Lavy yang mendengar itupun sontak menoleh ke sumber suara, ia tersenyum sembari mengucapkan terima kasih pada Aida karena telah memberikan motivasi padanya secara tidak langsung.

"Tadi aku melihatmu dengan profesor Eyren sedang berbicara, topik apa yang kalian bicarakan?" tanya Aida penasaran seraya menelisik wajah Lavy. Sedang yang ditatap justru bergeming memandang ke arah lain guna menjauhi pertanyaan Aida.

"Eunghh, tadi? Tidak ada hal penting. Profesor hanya menyapa," dalih Lavy. Ia berkeringat, tidak pernah dirinya berbohong hingga setakut ini.

"Sungguh? Kupikir tadi topik kalian berdua sangat penting," celetuk Aida sedikit kecewa mendengar jawaban Lavy.

"Anda terlalu penasaran putri Aida," sela Heera menggeleng pelan sembari terkekeh.

"Para putri ini membicarakan saya?" sahut Eyren datang secara tiba-tiba membuat ketiganya terkejut bukan main terutama Lavy yang tidak menyangka atas kedatangan Eyren di waktu yang tepat.

"Profesor Eyren? Bagaimana anda--" ujar Heera terbata-bata entah kenapa ia merasa lidahnya kelu dan tak dapat lagi menata kalimat dengan benar.

Eyren tersenyum kecil kemudian melirik Lavy yang masih menunduk malu, "saya hanya sedang beristirahat seperti siswa lainnya dan secara tidak sengaja mendengar pembicaraan kalian."

"Maafkan kami profesor," tunduk Aida meminta maaf.

Eyren mengangguk, lagipula sebenarnya ia tidak marah. "Tidak apa putri saya tidak keberatan jika menjadi topik pembicaraan."

"Cihh percaya dirinya memang tidak bisa diragukan lagi.” Lagi-lagi ia mencibir dalam hati.

"Ohh tidak! Aku lupa dia bisa membaca pikiranku! Jangan! Kuperingatkan kau! Aku tidak peduli anda lebih tua, ini rahasia!"

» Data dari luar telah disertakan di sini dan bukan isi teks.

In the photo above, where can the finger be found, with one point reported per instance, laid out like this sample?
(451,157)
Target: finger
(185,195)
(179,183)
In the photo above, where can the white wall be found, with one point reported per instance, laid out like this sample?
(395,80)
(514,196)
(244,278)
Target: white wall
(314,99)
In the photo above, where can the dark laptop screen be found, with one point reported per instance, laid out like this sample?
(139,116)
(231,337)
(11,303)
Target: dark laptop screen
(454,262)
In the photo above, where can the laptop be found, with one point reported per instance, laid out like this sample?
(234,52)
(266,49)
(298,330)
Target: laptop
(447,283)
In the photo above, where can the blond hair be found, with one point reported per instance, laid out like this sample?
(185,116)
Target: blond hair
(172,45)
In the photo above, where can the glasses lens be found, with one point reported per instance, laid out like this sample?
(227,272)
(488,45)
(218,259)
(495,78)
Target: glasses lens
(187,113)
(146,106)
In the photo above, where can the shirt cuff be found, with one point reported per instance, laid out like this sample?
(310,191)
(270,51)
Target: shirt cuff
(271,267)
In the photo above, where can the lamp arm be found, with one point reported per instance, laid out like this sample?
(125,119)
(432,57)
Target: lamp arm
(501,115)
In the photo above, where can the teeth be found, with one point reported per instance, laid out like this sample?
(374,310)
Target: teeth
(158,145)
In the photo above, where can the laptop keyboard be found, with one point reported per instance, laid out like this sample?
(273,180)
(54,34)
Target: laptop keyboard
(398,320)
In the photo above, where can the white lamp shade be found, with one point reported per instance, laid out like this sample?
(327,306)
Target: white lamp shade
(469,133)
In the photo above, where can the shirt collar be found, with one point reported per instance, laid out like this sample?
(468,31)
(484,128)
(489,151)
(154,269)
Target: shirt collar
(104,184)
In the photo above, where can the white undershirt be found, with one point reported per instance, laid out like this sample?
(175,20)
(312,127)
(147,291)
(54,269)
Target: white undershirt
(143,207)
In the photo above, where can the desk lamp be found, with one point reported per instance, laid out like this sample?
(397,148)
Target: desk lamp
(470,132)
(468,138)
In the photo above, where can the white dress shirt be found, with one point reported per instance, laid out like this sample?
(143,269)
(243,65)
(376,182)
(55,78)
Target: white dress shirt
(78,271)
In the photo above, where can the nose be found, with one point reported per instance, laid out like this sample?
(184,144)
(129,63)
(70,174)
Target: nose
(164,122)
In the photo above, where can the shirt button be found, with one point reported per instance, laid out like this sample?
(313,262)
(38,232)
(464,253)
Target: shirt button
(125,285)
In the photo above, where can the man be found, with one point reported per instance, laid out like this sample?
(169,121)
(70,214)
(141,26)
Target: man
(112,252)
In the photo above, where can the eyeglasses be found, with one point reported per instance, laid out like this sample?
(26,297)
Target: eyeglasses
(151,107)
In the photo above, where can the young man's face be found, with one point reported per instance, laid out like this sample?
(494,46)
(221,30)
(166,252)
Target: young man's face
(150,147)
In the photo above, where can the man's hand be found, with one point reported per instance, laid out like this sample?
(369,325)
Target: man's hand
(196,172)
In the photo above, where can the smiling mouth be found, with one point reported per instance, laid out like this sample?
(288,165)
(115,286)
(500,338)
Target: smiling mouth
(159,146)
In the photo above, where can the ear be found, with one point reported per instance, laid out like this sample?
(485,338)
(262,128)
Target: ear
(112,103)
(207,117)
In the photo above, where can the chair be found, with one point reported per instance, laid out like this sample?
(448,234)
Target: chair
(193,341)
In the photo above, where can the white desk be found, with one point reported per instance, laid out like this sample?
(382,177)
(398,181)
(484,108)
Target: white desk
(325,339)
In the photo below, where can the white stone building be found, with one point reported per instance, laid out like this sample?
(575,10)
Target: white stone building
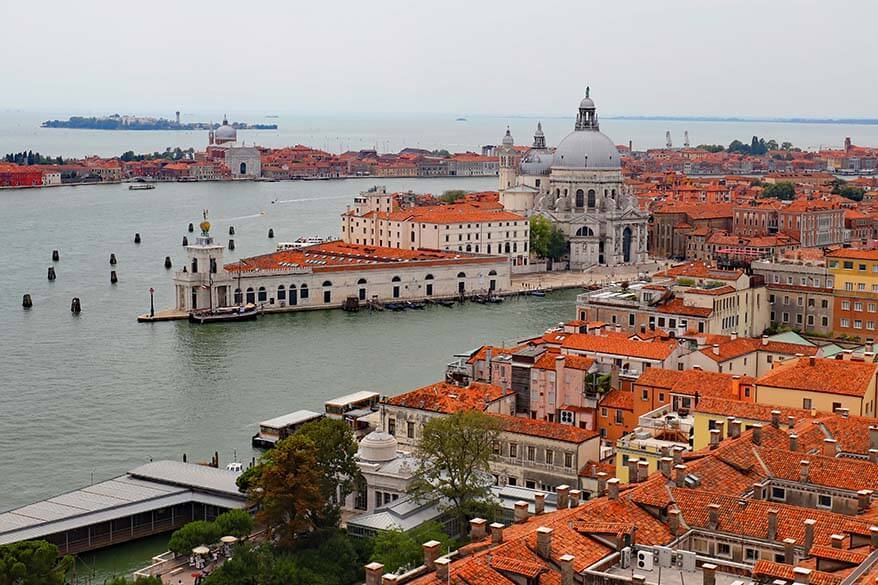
(579,187)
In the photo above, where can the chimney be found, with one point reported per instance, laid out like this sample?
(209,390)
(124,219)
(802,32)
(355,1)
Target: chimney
(714,438)
(674,521)
(613,488)
(801,575)
(809,534)
(680,477)
(772,524)
(665,464)
(443,569)
(735,428)
(713,516)
(757,434)
(829,447)
(789,550)
(602,482)
(775,419)
(521,512)
(642,470)
(562,494)
(708,572)
(431,553)
(374,571)
(544,542)
(566,562)
(477,529)
(497,533)
(864,499)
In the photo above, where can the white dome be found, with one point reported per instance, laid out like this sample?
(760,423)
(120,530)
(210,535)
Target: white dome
(377,446)
(587,149)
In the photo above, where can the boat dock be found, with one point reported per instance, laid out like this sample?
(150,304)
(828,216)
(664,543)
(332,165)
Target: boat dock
(157,497)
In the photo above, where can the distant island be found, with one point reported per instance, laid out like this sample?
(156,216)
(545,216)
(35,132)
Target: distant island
(117,122)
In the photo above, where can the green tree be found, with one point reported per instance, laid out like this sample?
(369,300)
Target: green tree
(336,462)
(454,453)
(784,190)
(286,489)
(235,523)
(194,534)
(395,548)
(34,562)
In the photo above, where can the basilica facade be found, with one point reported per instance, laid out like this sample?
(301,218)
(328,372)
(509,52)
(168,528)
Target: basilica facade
(578,186)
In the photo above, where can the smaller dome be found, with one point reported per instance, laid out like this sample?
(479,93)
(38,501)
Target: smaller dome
(378,446)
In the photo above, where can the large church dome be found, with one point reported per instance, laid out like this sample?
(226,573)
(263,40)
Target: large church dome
(587,147)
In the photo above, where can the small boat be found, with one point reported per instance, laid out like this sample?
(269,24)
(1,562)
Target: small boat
(248,312)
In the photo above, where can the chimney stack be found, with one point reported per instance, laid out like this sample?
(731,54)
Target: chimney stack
(477,529)
(804,466)
(680,475)
(443,569)
(708,572)
(566,562)
(772,524)
(789,551)
(829,447)
(562,494)
(713,516)
(374,571)
(613,488)
(521,513)
(497,533)
(809,534)
(431,553)
(544,542)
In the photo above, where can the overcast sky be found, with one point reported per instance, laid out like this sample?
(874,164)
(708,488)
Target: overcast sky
(640,57)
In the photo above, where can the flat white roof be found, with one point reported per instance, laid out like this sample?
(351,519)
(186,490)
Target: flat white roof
(294,418)
(351,398)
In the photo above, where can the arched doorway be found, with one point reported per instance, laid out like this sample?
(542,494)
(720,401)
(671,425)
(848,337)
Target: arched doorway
(626,244)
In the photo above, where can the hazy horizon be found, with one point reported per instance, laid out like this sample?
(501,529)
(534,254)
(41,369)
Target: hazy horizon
(742,58)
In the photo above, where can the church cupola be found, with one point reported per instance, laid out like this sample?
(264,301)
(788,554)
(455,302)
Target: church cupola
(587,118)
(539,137)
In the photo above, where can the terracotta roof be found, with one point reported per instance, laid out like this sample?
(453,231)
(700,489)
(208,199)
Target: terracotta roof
(447,398)
(544,429)
(618,345)
(829,376)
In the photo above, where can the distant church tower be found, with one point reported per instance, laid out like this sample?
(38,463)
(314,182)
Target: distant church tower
(507,161)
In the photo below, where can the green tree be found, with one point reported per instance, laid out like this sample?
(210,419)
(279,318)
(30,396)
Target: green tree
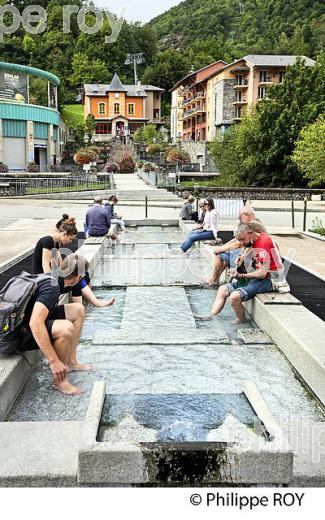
(259,150)
(166,69)
(86,70)
(309,154)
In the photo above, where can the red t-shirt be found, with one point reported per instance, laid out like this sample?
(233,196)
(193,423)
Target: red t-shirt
(267,252)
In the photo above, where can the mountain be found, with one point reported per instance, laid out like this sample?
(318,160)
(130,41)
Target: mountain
(245,26)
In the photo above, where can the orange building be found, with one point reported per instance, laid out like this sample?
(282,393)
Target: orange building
(119,110)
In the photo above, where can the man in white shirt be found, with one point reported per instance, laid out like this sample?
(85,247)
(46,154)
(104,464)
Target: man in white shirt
(227,254)
(206,231)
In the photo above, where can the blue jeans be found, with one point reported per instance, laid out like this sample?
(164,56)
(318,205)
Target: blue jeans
(255,286)
(230,257)
(196,236)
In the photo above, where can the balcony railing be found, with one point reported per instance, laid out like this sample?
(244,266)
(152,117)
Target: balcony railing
(196,96)
(266,79)
(242,85)
(193,111)
(242,101)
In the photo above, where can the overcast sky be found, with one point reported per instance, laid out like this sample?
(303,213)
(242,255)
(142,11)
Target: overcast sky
(138,10)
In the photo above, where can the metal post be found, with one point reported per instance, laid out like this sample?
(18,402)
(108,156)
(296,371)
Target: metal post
(305,214)
(146,207)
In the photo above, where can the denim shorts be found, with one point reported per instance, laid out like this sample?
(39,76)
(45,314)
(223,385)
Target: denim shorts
(230,257)
(253,288)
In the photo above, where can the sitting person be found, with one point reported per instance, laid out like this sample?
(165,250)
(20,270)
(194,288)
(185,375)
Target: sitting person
(115,219)
(202,212)
(227,254)
(98,220)
(47,258)
(263,266)
(56,329)
(206,231)
(187,212)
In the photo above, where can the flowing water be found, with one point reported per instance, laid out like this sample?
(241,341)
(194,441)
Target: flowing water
(169,376)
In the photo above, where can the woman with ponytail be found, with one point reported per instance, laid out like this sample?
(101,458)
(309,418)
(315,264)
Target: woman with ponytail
(47,258)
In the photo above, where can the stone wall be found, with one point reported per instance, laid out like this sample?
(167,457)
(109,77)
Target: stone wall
(224,102)
(199,154)
(250,193)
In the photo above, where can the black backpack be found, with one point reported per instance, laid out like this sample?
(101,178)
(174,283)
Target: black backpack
(14,299)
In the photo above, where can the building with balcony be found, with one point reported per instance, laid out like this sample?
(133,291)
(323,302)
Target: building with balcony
(119,110)
(190,103)
(244,83)
(208,101)
(29,133)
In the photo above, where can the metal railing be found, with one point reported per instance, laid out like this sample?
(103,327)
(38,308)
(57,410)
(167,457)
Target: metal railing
(46,186)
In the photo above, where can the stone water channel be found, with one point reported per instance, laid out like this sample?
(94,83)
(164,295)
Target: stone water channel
(169,377)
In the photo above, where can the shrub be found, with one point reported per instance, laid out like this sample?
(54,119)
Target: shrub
(32,167)
(178,155)
(3,168)
(111,167)
(127,164)
(154,149)
(85,156)
(140,164)
(318,227)
(149,167)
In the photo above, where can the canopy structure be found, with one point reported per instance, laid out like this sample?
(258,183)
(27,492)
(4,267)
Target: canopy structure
(14,67)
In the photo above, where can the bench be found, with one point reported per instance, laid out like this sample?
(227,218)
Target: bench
(278,299)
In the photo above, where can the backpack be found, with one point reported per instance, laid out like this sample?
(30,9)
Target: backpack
(14,299)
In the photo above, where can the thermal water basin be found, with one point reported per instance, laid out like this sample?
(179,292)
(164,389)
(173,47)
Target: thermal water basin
(143,446)
(154,355)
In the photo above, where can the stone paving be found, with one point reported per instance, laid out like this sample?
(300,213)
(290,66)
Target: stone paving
(126,345)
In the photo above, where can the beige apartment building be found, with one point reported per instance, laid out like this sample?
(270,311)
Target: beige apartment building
(210,104)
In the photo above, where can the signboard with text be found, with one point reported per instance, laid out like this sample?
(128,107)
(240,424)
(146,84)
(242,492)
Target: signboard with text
(13,86)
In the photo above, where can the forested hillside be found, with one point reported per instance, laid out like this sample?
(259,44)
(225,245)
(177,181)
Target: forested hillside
(190,35)
(239,27)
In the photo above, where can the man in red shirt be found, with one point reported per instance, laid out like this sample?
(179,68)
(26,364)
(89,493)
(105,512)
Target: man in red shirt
(261,266)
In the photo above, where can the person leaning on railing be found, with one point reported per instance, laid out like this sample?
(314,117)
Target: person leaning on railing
(206,231)
(227,254)
(261,271)
(187,212)
(47,258)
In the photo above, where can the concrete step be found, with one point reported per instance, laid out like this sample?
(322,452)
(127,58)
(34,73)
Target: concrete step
(39,454)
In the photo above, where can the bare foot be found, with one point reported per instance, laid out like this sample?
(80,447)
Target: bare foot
(205,318)
(77,367)
(238,322)
(211,281)
(67,389)
(107,303)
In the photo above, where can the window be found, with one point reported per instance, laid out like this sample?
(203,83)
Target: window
(239,96)
(238,113)
(264,78)
(239,79)
(131,109)
(103,128)
(261,92)
(102,108)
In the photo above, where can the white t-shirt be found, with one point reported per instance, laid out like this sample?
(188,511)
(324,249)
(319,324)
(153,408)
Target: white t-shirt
(211,222)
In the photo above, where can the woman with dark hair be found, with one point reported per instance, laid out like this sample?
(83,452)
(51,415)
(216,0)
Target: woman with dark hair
(47,254)
(47,257)
(206,231)
(187,212)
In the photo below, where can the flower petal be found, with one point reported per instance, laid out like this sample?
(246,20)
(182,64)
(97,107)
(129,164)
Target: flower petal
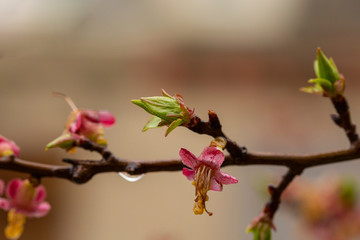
(215,185)
(40,194)
(212,157)
(41,210)
(188,173)
(1,187)
(13,188)
(225,178)
(188,158)
(76,125)
(4,204)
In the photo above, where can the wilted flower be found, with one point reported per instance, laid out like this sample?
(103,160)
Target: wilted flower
(167,110)
(205,174)
(23,200)
(83,124)
(8,147)
(329,81)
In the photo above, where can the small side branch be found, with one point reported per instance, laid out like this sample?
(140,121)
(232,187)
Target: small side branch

Eyren melirik Lavy sembari tersenyum kecil, bukan hanya aneh ternyata gadis itu juga gila sepertinya.

"Baiklah saya akan kembali berjalan-jalan, jangan telat untuk pelajaran kedisiplinan selanjutnya," tukas Eyren kemudian meninggalkan ketiga putri tersebut.

"Hufhh … syukurlah," gumam Heera seraya menghela napas.

"Mari kita kembali juga ke ruangan," ajak Aida pergi mendahului Heera dan juga Lavy.

****

Lavy mengalami tekanan yang banyak hari ini, dimulai dari prakteknya yang gagal dan lagi! profesor menyebalkan itu. Sungguh merepotkan.

Bahkan meski langit telah gelap matanya tak kunjung terlelap, ia bosan sebab kedua teman kamarnya sudah menjelajah alam bawah sadar mereka. Haruskah ia bangunkan? Tidak, mereka pasti akan bilang Lavy putri tidak sopan.

Ia bukan Lisya yang bisa melakukan apapun pada orang di sekitar, di sini bukan tempat di mana ia bisa membuat kesalahan seenaknya. Segalanya berbeda, jika ia membuat kesalahan apalagi pada para putri itu akibatnya bisa terjadi peperangan antar kerajaan. Benar-benar menyeramkan.

Pada akhirnya Lavy memutuskan keluar dari kamar dan mencari udara segar.

"Sampai kapan? Bisakah aku bertahan? Lavy dan tempat nya sangat bertolak-belakang. Aku mengalami banyak kesulitan," ungkap nya pada sang rembulan, entah terdengar atau hilang begitu saja Lavy hanya ingin bercerita tentang keluh kesahnya.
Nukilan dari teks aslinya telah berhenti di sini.